Biden administration returning to science when enforcing WOTUS rules



Throughout its history the US Army Corps of Engineers has had purview over water that flows into bodies that can support navigation and in 2014, through the US Environmental Protection Agency, the Obama White House moved to more closely identify the sources of non-point pollution. Despite a judge's ruling EPA went forward with a new federal rule protecting small streams, tributaries and wetlands. The Waters of the United States legislation sought to give authority to the EPA to use some teeth to enforce the rights of people downstream to have clean water even from some sources that the US Geological Survey has already identified as impaired.
 
In 2018 New Mexico's Hector Balderas joined a bipartisan group of mostly western attorneys general that included Republicans Tim Fox of Montana and former South Dakota AG Marty Jackley in a lawsuit against the Trump Organization's EPA. They argued EPA failed to promote a rule that would have forced hard rock mines to meet federal financial bond rules passed during the Obama years. 
On his first day in office, President Biden issued a flurry of executive orders to reverse actions taken by the Trump administration. Among those, a review of the 2020 Navigable Waters Protection Rule (2020NWPR) was included and had the effect of revising the Obama-era Clean Water Rule that included a fairly broad definition of the term “Waters of the US” (WOTUS). On June 9, 2021, as a result of the review of the 2020NWPR triggered by Biden’s Executive order 13990, the US Environmental Protection Agency (EPA) and the Department of the Army announced “their intent to revise the definition of ‘waters of the United States’ (WOTUS) to better protect our nation’s vital water resources that support public health, environmental protection, agricultural activity and economic growth." [Policy pennings: Biden administration to reconsider “Waters of the US” definition and regulations]
Regulations are protections so if EPA actually enforced bonding requirements federal rules could supersede state regulations and can change with each administration to satisfy political expediency instead of advancing the greater good.
David Brooks, Montana Trout Unlimited’s executive director, said the 2015 rule was established by a well-vetted process that incorporated both public participation and strong science, and he’s encouraged to see the EPA consider a return to that rule. [What ‘waters of the U.S.’ means for Montana]
According to Rachel Conn, projects director for Taos-based Amigos Bravos, New Mexico is one of just three states that has no authority from the EPA to regulate discharges of pollution so she was party to the suit seeking to reverse the Trump edict. Learn more about that at the Santa Fe New Mexican.

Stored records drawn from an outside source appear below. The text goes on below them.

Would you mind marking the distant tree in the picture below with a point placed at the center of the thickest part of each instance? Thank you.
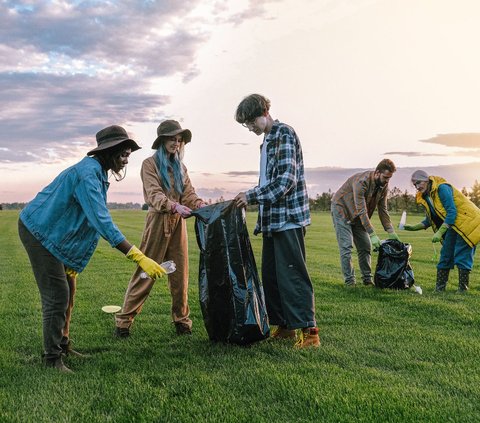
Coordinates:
(475, 194)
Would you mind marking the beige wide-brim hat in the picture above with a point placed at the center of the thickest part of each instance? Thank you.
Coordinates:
(110, 137)
(170, 128)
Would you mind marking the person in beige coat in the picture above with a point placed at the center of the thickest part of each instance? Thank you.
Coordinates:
(170, 197)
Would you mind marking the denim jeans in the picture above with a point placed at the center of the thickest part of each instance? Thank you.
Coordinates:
(349, 234)
(54, 291)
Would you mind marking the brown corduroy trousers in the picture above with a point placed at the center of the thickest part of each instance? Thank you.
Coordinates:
(164, 238)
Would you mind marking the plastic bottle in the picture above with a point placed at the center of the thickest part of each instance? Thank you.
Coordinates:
(169, 267)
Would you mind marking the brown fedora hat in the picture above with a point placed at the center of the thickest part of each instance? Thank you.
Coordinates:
(170, 128)
(110, 137)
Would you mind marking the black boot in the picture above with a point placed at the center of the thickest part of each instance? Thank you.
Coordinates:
(442, 279)
(57, 363)
(463, 280)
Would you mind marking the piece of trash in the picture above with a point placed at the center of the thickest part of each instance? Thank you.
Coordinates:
(435, 256)
(403, 220)
(169, 267)
(111, 309)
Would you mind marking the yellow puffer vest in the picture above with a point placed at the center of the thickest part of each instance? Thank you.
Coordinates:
(467, 223)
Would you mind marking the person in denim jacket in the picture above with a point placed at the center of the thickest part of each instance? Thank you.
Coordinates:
(60, 229)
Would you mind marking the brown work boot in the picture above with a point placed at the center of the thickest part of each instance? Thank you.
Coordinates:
(281, 332)
(308, 338)
(57, 363)
(183, 329)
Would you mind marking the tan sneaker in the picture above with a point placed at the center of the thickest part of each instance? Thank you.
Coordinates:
(283, 333)
(308, 338)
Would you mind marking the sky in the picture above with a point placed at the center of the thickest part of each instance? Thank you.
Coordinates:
(359, 80)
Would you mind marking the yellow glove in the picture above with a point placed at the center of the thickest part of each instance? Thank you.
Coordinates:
(71, 273)
(438, 236)
(151, 267)
(394, 236)
(375, 241)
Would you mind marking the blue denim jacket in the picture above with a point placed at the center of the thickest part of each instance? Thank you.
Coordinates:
(69, 215)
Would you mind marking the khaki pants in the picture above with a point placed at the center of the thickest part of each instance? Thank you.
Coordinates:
(164, 238)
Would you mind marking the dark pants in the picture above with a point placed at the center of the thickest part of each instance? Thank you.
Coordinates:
(455, 251)
(288, 290)
(54, 291)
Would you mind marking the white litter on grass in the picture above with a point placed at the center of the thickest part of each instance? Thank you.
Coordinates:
(111, 309)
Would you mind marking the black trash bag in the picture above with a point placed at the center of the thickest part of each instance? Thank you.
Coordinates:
(230, 291)
(393, 267)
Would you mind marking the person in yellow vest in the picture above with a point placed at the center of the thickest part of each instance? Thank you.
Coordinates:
(456, 223)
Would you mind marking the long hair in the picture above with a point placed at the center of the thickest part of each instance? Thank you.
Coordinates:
(165, 161)
(109, 157)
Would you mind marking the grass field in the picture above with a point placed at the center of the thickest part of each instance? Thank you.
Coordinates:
(386, 356)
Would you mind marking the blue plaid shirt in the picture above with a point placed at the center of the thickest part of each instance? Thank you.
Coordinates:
(284, 197)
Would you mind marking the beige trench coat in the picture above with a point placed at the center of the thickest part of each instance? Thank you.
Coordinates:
(164, 238)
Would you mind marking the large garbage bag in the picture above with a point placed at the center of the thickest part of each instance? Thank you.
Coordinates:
(231, 294)
(393, 266)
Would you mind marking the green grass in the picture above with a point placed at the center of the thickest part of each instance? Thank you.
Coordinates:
(386, 356)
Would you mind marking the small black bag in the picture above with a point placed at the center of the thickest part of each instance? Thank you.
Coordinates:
(231, 294)
(393, 267)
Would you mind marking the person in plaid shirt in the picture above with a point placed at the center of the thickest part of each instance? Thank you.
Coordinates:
(283, 214)
(352, 207)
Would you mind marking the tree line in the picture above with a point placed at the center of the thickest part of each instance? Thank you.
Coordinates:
(398, 201)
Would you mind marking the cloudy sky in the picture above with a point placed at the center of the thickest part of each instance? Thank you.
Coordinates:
(358, 79)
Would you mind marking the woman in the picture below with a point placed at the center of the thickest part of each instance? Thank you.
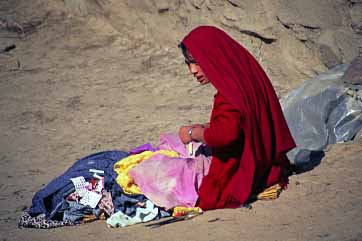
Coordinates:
(247, 132)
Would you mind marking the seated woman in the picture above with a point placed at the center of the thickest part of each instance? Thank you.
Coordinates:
(247, 132)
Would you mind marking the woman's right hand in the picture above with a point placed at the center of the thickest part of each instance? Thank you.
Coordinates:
(184, 134)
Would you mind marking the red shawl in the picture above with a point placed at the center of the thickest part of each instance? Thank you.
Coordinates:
(239, 78)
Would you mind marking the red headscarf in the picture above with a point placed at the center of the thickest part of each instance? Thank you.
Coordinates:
(240, 79)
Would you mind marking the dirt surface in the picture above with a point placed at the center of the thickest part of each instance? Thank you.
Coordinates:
(88, 76)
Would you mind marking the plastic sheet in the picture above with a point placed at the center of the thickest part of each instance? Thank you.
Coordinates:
(322, 111)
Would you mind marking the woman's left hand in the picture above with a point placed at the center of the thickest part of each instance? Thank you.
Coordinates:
(184, 134)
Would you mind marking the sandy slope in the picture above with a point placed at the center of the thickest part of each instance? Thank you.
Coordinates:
(92, 83)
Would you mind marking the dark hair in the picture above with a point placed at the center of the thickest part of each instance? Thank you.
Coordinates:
(188, 57)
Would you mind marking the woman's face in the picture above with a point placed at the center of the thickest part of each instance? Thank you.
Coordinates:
(196, 70)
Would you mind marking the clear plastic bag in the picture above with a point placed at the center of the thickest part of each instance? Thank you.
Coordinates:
(322, 111)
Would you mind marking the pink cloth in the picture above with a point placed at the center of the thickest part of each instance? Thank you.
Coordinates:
(170, 182)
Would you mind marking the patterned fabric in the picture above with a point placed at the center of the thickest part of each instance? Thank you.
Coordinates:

Republican welfare ranchers are the real ecoterrorists who hate socialism unless they benefit from subsidies so desertification driven by livestock grazing and industrial agriculture has turned parts of the high plains and much of my home state of South Dakota into scorched earth.

Trump’s military rescinded the surplus water agreements just before President-elect Joe Biden took the oath.

ip photo: the Rio Grande at Bosque del Apache National Wildlife Refuge.